À vous futurs terriens, héritiers des premiers hommes, puissiez-vous lire un jour ces lignes et quand reviendra ce temps où les arbres vous feront ombre et oxygène, faites en vos divinités. Méritez votre terre, méritez son eau, son air, sa faune, sa flore, ses vibrations…

Amazonie

6 ou 7e mois sous terre : Souvenir de vie

Avant la fin de nous, ma vie se passe en France. Les copains, la famille, la fête, l’aventure à droite à gauche, les petits boulots, une énième séparation et me revoilà en quête de perdition. Je m’improvise reporter d’image spécialisé dans la protection de l’environnement. Sorte de paparazzi défenseur de la cause environnementale et animal si vous voulez. Métier ingrat mais enfin quelque chose qui me fait vibrer, une vraie bataille à laquelle participer. Je travaille pour une coopérative couvrant des sujets un peu partout dans le monde. Nous squattons les locaux de la rédaction et notre rémunération vient des poches de quelques généreux donateurs.

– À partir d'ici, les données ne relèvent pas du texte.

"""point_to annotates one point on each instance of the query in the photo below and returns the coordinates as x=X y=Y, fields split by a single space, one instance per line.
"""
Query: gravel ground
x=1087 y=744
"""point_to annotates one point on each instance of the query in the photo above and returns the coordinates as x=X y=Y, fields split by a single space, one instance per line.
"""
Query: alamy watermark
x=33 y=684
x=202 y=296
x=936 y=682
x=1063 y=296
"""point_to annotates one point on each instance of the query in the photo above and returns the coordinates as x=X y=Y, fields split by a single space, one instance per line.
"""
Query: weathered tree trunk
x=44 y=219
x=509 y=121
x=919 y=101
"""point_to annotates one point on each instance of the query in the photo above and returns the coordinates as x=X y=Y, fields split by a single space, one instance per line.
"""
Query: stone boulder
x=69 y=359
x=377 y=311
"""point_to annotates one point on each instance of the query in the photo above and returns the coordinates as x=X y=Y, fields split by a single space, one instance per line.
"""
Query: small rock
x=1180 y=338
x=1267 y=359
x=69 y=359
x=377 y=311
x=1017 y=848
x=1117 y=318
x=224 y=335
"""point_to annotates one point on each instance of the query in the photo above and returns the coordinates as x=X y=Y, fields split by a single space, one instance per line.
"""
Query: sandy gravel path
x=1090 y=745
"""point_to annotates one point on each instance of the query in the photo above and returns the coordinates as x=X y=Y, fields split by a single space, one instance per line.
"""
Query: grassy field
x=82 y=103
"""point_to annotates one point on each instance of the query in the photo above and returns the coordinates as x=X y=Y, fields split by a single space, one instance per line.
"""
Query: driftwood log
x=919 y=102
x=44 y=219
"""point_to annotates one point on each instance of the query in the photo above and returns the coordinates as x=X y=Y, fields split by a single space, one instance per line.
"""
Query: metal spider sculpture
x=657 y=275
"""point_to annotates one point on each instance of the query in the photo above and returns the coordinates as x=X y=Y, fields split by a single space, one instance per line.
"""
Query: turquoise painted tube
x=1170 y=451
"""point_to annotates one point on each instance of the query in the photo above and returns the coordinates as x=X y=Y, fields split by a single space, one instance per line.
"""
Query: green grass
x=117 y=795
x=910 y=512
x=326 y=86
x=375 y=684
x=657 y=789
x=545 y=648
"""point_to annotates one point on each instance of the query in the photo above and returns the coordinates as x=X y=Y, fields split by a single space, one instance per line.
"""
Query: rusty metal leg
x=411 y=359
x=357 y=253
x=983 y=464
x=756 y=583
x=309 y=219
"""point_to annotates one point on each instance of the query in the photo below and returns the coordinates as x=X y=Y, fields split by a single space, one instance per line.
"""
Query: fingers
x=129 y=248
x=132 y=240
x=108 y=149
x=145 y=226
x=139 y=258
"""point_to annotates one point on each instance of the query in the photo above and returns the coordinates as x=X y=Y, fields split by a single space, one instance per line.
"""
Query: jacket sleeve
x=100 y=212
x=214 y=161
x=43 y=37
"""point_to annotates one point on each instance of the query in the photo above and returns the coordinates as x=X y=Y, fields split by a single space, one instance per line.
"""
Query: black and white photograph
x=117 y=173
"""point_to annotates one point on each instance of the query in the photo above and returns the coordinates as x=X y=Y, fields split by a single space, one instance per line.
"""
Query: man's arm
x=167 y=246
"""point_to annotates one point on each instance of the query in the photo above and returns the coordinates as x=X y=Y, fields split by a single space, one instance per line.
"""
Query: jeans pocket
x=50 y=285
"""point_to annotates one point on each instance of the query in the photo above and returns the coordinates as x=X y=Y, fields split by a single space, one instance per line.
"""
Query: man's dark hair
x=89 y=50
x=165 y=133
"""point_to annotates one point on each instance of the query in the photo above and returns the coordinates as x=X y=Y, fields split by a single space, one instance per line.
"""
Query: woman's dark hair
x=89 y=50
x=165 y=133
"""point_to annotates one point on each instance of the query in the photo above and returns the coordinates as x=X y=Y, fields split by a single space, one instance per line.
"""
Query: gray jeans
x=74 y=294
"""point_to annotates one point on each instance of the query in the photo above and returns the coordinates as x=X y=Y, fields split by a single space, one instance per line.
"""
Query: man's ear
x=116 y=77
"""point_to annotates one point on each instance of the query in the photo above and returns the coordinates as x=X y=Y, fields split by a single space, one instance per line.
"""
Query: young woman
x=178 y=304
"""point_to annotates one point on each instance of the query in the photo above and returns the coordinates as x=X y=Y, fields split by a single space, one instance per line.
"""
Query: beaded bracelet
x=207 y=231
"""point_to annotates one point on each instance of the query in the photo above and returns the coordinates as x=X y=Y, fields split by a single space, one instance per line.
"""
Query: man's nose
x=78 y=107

2052 Guyane Française, installé dans un hôtel miteux je prépare mon prochain reportage photo. Il portera sur la forêt Amazonienne, sa faune, sa flore, son massacre à chair vive. Elle qui saigne du nord au sud et d’est en ouest, elle aurait besoin d’un bon garrot, mais à la place nous décidons de l’amputer toujours un peu plus haut vers les poumons puis le cœur. Je ne suis qu’à quelques kilomètres de la frontière Brésilienne que je passerai incognito une fois mon attirail d’aventurier complété. C’est pour demain.

Sur terre, le bois est l’origine de tout, il oxygène, abrite, réchauffe, meuble une maison, s’imprime, se lit, se brûle, se recycle… Il est devenu rare, vulnérable. Depuis le début du siècle, la forêt amazonienne est l’atout économique majeur du Brésil. Il est donc tout naturel que l’on ne puisse en observer l’exploitation de trop près, et cela vaut d’autant plus pour les journalistes étrangers qui ne passent plus les postes de frontière depuis quelques années déjà. Il est aussi encore le temps ou avec la valeur de l’argent, nous pouvons toujours acheter le regard des hommes.

Jour-J, adieu hôtel miteux à présent je me faufile vers l’ouest à travers les mailles du filet laissant traîner quelques billets par ci par là. Voilà, je quitte les routes et pénètre au cœur de la sublime Amazonie. J’arpenterais pendant une semaine cette vaste forêt tropicale, un territoire primaire, centre vierge de la main de l’homme constituant un ultime refuge à la vie sauvage. 70 % de la flore a été ravagé au cours des 100 dernières années, je contemple alors avec à la fois émerveillement et tristesse les derniers remparts de mère Nature qui entonne doucement son chant de mort. Un jour ou l’autre, son heure viendra en notre nom, celui des hommes. Je ne suis pas seul, il y a des petits villages qui apparaissent au milieu des arbres. Les habitants sont d’un autre siècle, arriérés, craintifs… Je ne m’approche pas plus que ça. Pas de photos, ils me prendraient pour un sorcier à abattre.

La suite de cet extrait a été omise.